PESCI SPADA SBARCATI IN LUOGHI NON CONSENTITI, ATTREZZI DETENUTI ILLECITAMENTE. SANZIONI E SEQUESTRI PER I PESCHERECCI

L’attività di controllo condotta dagli uomini della Guardia Costiera, al Comando

Continuano le attività di contrasto alla Pesca Illegale da parte dell’Ufficio Circondariale Marittimo – Guardia Costiera di Ischia. L’attività di controllo condotta dagli uomini della Guardia Costiera, al Comando del T.V. (CP) Alessio De Angelis, si è svolta la notte scorsa e ha portato al sequestro di esemplari di pesce spada sbarcati – già eviscerati – da un peschereccio isolano e successivamente trasportati su un mezzo non idoneo per la vendita finale in violazione della vigente normativa nazionale e delle Ordinanze di recente emanazione che ne hanno disciplinato le modalità di sbarco nei soli Porti designati dalla ICCAT- International Commission for the Conservation of Atlantic Tunas, già pubblicate e disponibili on-line sul portale web istituzionale della Guardia Costiera per la consultazione.

Un altro peschereccio è stato invece multato per la detenzione di attrezzi non consentiti a bordo, in violazione della normativa nazionale in materia.
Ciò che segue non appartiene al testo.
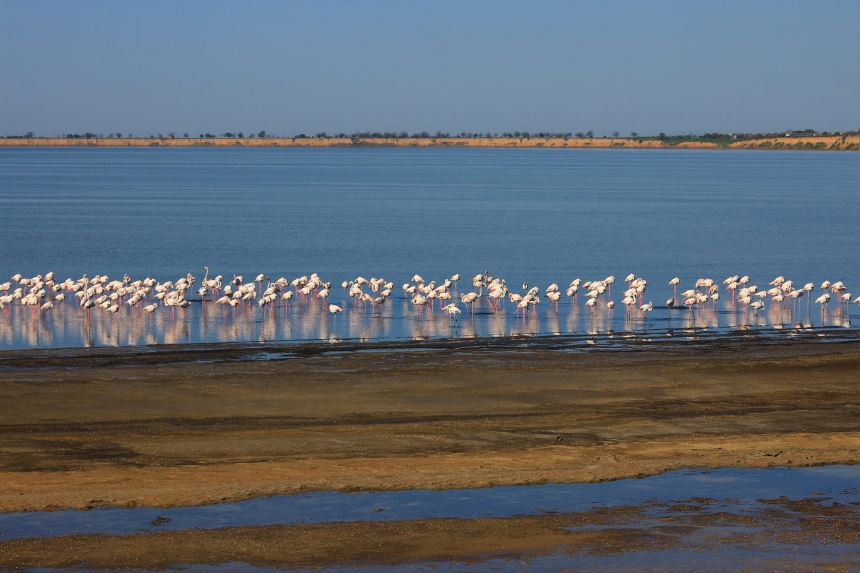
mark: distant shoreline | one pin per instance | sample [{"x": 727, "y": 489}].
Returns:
[{"x": 815, "y": 143}]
L’attrezzo, una rete lunga circa 1000 mt., è stato sequestrato e sbarcato dal Moto pesca in Porto.

Al comandante del predetto motopesca, è stata anche applicata la sanzione prevista dalla legge sulla licenza da pesca con la decurtazione di 8 punti di cui 4 dal titolo professionale e 4 dalla licenza di pesca.

Due pescherecci sono stati infine sanzionati per l’arruolamento abusivo di personale marittimo a bordo per l’esercizio della pesca professionale ed irregolarità nella tenuta dei documenti di bordo, quindi in violazione della normativa prevista dal Codice della Navigazione.

Sono state pertanto elevate sanzioni amministrative per un importo complessivo di euro 8700, gli esemplari di Pesce Spada sono stati invece smaltiti a cura della società di smaltimento rifiuti di Ischia.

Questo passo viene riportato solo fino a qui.